I wouldnt keep 14 compatible amphibians and 5 compatible lizards in an enclosure that size, let alone animals from virtually every habitat you could imagine and cram them all together.

Here's a clue, some of these animals potentially have life spans longer than the 10 years you've been keeping... old age eh.

I apologise, I'm just appalled.
Lotte***


----------



## Art_Gecko101

I wrote this thread as a sticky to go in the lizard section after i was asked to do so by a few members, i tried to keep to the facts and science of the problems mixing causes, so you can read my initial post and decide for yourself.
http://www.reptileforums.co.uk/lizards/35374-mixing-species-please-read.html


----------



## redeyedanny

I am getting so so tired of this. 

we need a sticky. 

artgecko, your the person for it.

this amphibian thread has turned monotonous, its always the same stupid question.

IT IS NOT RECCOMENDED TO MIX AMPHIBIANS!!!!:bash:


----------



## spend_day

redeyedanny said:


> I am getting so so tired of this.
> 
> we need a sticky.
> 
> artgecko, your the person for it.
> 
> this amphibian thread has turned monotonous, its always the same stupid question.
> 
> IT IS NOT RECCOMENDED TO MIX AMPHIBIANS!!!!:bash:


lol knew it wouldnt be too long before u got in on the action 

yeah we do need a sticky altho it does need to be unbiased


----------



## redeyedanny

spend_day said:


> lol knew it wouldnt be too long before u got in on the action
> 
> yeah we do need a sticky altho it does need to be unbiased


 
CORRECT! 

it needs to be unbiased, but is also DOES NOT need to glorify this particularly dangerous practice.

if it has say, a list, of amphibs you COULD mix, any tom, dick or harry could just start cramming different species into terrariums.

the main point is that YOU NEED *ALOT* OF EXPERIENCE WITH BOTH SPECIES TO BE MIXED. *ALOT!!!!!!!!*


----------



## jesuslovestheladies

wow, these are some major fire works. woooooo jesuslovestheladies is enjoying this argument, how ever is he must join in in saying...

kizzy, you may have one or two species breed but ill bet at least 50% of the animals there are quite annoied. i also find it hard to believe that so many animals could live in the same enclosure for so long. you say youve ran that vivarium for ten years, out of interest have all those animals been in that viv for ten years? and if so how do you provide the differnt ammounts of humidity for them?

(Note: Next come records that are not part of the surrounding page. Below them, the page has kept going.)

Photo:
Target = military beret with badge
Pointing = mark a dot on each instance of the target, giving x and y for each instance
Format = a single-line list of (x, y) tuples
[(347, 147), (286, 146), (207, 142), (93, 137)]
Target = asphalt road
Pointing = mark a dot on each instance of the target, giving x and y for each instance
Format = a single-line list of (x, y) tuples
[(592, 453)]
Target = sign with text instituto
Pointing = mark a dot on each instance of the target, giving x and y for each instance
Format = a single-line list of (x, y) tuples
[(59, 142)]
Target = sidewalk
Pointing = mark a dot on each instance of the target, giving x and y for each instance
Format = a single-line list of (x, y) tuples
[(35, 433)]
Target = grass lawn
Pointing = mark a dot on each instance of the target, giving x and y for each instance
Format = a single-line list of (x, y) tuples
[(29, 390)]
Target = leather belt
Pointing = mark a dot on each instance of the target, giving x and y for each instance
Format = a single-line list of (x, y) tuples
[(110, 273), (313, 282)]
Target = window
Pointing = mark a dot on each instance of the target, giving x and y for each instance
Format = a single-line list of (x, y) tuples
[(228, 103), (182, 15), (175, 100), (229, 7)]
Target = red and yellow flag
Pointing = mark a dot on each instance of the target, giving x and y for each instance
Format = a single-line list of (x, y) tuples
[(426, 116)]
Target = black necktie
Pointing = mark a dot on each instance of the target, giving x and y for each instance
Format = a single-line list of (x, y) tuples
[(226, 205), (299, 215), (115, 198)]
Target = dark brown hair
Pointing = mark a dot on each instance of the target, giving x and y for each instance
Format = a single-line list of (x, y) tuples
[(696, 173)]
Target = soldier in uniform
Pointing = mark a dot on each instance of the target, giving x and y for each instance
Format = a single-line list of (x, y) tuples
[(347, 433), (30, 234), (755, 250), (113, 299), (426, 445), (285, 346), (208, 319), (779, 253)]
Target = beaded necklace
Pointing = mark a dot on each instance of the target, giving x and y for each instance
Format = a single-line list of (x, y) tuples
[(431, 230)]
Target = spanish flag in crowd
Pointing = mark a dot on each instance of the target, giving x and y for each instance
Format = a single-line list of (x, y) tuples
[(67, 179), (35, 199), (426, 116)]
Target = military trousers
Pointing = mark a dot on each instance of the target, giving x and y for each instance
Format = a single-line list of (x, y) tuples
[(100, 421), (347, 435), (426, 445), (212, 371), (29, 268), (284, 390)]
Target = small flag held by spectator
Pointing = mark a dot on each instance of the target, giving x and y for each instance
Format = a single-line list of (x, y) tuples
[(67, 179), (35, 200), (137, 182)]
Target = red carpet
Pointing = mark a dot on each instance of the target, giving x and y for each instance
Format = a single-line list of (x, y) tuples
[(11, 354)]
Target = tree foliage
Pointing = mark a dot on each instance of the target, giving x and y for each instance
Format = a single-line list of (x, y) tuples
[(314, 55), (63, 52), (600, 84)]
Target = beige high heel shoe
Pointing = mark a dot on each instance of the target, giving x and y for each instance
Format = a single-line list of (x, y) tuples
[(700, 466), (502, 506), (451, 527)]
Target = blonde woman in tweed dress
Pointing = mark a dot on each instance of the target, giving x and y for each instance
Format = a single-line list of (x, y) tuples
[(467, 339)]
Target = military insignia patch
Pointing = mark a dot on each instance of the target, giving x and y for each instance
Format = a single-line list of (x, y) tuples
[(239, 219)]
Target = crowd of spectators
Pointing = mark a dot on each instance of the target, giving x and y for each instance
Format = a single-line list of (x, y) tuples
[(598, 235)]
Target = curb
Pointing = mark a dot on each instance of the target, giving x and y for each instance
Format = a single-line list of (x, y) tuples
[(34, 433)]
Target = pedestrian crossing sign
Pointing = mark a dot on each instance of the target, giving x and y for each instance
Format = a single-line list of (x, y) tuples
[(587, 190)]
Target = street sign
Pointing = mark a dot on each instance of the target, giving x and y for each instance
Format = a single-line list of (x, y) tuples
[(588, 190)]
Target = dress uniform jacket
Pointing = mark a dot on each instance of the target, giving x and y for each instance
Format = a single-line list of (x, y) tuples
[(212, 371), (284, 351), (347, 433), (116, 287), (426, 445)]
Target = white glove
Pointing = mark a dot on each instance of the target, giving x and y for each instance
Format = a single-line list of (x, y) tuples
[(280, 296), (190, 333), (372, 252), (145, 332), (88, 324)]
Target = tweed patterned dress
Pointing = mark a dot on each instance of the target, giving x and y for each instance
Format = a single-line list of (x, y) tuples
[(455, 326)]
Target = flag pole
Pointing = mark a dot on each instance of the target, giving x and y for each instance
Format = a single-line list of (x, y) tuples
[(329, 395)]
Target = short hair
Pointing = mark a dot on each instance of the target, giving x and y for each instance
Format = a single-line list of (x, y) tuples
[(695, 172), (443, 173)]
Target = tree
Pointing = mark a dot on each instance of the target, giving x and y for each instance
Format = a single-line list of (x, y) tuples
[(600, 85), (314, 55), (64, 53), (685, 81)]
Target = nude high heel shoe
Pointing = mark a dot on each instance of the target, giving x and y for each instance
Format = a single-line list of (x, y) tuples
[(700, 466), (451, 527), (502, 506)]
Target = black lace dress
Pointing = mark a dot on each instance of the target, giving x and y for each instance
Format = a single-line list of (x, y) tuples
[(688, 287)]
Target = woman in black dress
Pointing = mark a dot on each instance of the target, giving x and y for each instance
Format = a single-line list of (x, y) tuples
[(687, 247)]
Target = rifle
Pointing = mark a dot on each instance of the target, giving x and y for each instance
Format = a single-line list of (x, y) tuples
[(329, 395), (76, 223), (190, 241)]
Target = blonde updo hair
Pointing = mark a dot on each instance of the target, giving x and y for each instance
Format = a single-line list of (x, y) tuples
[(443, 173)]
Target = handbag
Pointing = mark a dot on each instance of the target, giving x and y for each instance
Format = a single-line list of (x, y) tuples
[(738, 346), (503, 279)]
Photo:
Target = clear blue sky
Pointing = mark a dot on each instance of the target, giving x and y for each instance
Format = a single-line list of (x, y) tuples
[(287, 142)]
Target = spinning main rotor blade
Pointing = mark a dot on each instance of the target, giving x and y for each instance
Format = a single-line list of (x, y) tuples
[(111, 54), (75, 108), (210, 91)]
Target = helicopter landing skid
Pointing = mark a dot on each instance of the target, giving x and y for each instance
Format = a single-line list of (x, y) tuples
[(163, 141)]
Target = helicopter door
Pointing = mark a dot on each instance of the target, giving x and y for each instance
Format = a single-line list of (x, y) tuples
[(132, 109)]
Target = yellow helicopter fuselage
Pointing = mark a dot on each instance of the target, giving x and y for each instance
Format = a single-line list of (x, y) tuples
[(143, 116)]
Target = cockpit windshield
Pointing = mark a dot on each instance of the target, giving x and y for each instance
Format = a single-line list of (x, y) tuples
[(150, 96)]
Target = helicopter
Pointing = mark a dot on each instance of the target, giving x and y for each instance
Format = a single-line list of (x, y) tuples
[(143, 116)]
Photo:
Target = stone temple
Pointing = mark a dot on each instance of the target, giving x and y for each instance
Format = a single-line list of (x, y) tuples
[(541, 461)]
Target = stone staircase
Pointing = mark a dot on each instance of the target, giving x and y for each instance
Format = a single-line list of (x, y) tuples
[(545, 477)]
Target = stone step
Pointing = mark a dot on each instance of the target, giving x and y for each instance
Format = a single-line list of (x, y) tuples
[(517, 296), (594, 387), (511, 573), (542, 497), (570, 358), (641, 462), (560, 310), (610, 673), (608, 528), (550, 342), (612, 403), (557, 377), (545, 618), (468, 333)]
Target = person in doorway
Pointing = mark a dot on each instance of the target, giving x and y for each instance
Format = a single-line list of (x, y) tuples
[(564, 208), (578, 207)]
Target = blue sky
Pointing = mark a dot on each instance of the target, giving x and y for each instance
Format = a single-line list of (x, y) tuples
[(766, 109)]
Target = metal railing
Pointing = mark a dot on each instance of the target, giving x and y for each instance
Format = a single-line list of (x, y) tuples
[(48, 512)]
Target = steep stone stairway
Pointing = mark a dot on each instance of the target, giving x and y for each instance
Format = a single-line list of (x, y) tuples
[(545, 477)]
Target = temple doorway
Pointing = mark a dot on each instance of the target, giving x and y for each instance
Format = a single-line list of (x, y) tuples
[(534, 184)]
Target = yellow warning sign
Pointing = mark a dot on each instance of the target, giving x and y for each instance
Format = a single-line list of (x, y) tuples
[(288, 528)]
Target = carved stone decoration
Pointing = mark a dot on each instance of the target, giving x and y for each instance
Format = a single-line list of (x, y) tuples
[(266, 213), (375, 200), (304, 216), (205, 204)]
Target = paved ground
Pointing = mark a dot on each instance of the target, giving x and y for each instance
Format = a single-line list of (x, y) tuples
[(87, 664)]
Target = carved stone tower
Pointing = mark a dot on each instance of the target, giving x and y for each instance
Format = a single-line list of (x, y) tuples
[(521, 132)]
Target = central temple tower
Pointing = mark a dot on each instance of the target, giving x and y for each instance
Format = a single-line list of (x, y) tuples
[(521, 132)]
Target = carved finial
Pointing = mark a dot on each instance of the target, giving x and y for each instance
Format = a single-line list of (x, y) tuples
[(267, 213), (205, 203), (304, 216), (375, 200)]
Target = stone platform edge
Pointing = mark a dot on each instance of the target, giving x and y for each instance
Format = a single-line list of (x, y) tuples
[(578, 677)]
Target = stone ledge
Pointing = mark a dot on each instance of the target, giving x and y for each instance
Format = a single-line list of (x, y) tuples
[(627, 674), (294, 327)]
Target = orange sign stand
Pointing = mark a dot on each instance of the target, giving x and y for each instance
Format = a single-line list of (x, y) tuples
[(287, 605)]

chubby frogs and red eyes care are practically at opposite ends of the spectrum. also, your anoles must be dishing out quite a bit of punishment, bullying the other lizards out of the best spots, eating all the food ect as they are quite aggresive when terratorial boundaries is concerned. that aside, you'l obviously be using UV as well for the anoles, in which case, the chubby frog wont be enjoying that too much either...


----------



## deaxone

ive had a mixed tank with anoles and american green tree rogs that worked well,it was very big tho,5ft/2/2,
the anoles bask in the day and when they sleep the frogs come to life,both bred so as far asim concerned they were happy,
this is probly the most common of tanks as far as mixing goes,they are from the same place so their needs are similar,
as said u should not do it half hearted if ur gonna be mixing species,
it can be done,but research,and experience plus a close eye are needed,
obviousely look at species that have the same requirements


----------



## sarahking20

kizzy21_uk said:


> hey yer thats should be fine, some ppl want agree they like to keep one specie per tank but i have a large mixed tank and all mine are fine just make sure you feed enough food for everyone.
> 
> below is a quick list of wats in my tank and i hope this helps.....
> 
> 2 green tree frogs (us)
> 2 grey tree frogs
> 2 red eyes
> 3 peacock tree frogs
> 1 chubby frogs
> 2 red tiger leg tree frogs
> 2 whites tree frogs (they r small tho at mo will move when they get bigger)
> 
> Also....
> 
> 2 green anoles
> 1 brown anole
> 1 fanfoot gecko
> 1 house gecko


di you have any pics of the setup?
would be really interesting to see


----------



## kizzy21_uk

well i have taken all ur advise and gone out and brought new set for my guys so i can split up my mixed tank, cost a bit but lucky just come in to so money.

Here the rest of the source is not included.